Wenn jetzt eine “Neo-Brigadistin” in Haft ist und sich zur politischen Gefangenen erklärt, ruft das natürlich auch die “Terrorismus-ExpertInnen” auf den Plan, die es in Italien klarerweise gibt wie Sand in Bibione. Etwas wirr seien sie, die “Neos”, so der allgemeine Tenor, natürlich längst nicht so stark wie damals, in den 70ern, sie hätten jetzt auch kein klares Ziel, keinen roten Faden und natürlich, Herr Berlusconi, sie verfügen auch über keine Verankerung im linken Mainstream. Und dann kramen sie die alten Geschichten heraus, und selbstverständlich auch jene über den größten Coup der Brigate Rosse, die Entführung Aldo Moros. Der größte Dienst, den die BR ihren Feinden getan haben. Wenn sie es denn selbst waren.

Aldo Moro war Vorsitzender der italienischen Dauerregierungspartei Democrazia Cristiana und Symbolfigur für den “Compromesso Storico”, den historischen Kompromiss, der die Kommunisten, die Mitte der 1970er Jahre mit ihren Verbündeten “bedenklich” nahe an die 50%-Marke gekommen waren, in die nationale Regierung einbinden sollte, um sie zu “entschärfen”. Auch die Kommunistische Partei Italiens (PCI) hatte nach der Ermordnung von Salvador Allende, dem demokratisch gewählten Präsidenten Chiles, einen “blocco storico” in Gramscis Sinne angestrebt.

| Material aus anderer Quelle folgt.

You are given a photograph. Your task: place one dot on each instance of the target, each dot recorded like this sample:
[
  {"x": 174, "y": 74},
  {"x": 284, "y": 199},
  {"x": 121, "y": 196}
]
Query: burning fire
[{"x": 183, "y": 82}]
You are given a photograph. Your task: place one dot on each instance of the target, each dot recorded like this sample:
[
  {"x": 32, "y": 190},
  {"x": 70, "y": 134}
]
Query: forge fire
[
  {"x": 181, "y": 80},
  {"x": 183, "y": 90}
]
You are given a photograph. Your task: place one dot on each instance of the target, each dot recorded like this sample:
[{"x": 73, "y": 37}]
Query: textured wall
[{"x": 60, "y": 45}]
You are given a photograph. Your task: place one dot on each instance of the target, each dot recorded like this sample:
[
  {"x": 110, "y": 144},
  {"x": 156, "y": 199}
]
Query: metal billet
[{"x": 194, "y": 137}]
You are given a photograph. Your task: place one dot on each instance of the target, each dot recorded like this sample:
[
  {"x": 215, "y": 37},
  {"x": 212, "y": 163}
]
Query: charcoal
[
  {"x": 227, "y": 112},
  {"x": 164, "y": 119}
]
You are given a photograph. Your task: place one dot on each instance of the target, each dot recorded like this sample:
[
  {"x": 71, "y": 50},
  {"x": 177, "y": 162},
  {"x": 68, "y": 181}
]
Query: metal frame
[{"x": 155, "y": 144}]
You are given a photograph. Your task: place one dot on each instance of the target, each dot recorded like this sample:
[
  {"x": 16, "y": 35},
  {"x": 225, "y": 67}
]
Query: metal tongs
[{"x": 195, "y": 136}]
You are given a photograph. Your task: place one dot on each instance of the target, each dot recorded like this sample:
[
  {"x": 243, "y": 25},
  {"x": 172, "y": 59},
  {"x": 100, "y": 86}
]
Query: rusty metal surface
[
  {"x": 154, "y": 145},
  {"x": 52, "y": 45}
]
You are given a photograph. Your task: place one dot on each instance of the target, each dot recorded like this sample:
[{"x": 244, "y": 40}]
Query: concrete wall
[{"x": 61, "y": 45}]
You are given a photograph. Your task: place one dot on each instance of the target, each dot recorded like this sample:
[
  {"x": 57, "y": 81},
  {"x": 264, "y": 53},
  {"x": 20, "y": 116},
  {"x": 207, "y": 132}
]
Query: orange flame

Moro machte sich mit diesem Vorhaben aber weder beim rechten Flügel seiner Partei, noch bei der CIA Freunde. Als er sich am 16. März 1978 auf dem Weg ins Parlament befindet, wo unter Ministerpräsident Andreotti erstmals eine Regierung gestützt von einer Koalition aus DC und PCI angelobt werden soll, wird er von einem Kommando der Roten Brigaden entführt und in ein geheimes “Volksgefängnis” gebracht, wo ihm der “Prozess” gemacht wird. Moro wird in der Folge 55 Tage an einem unbekannten Ort festgehalten und schlussendlich ermordet. Seine Leiche findet sich im Kofferraum eines Fahrzeuges, das bezeichnenderweise exakt auf halber Distanz zwischen den Parteizentralen von DC und Kommunisten abgestellt war.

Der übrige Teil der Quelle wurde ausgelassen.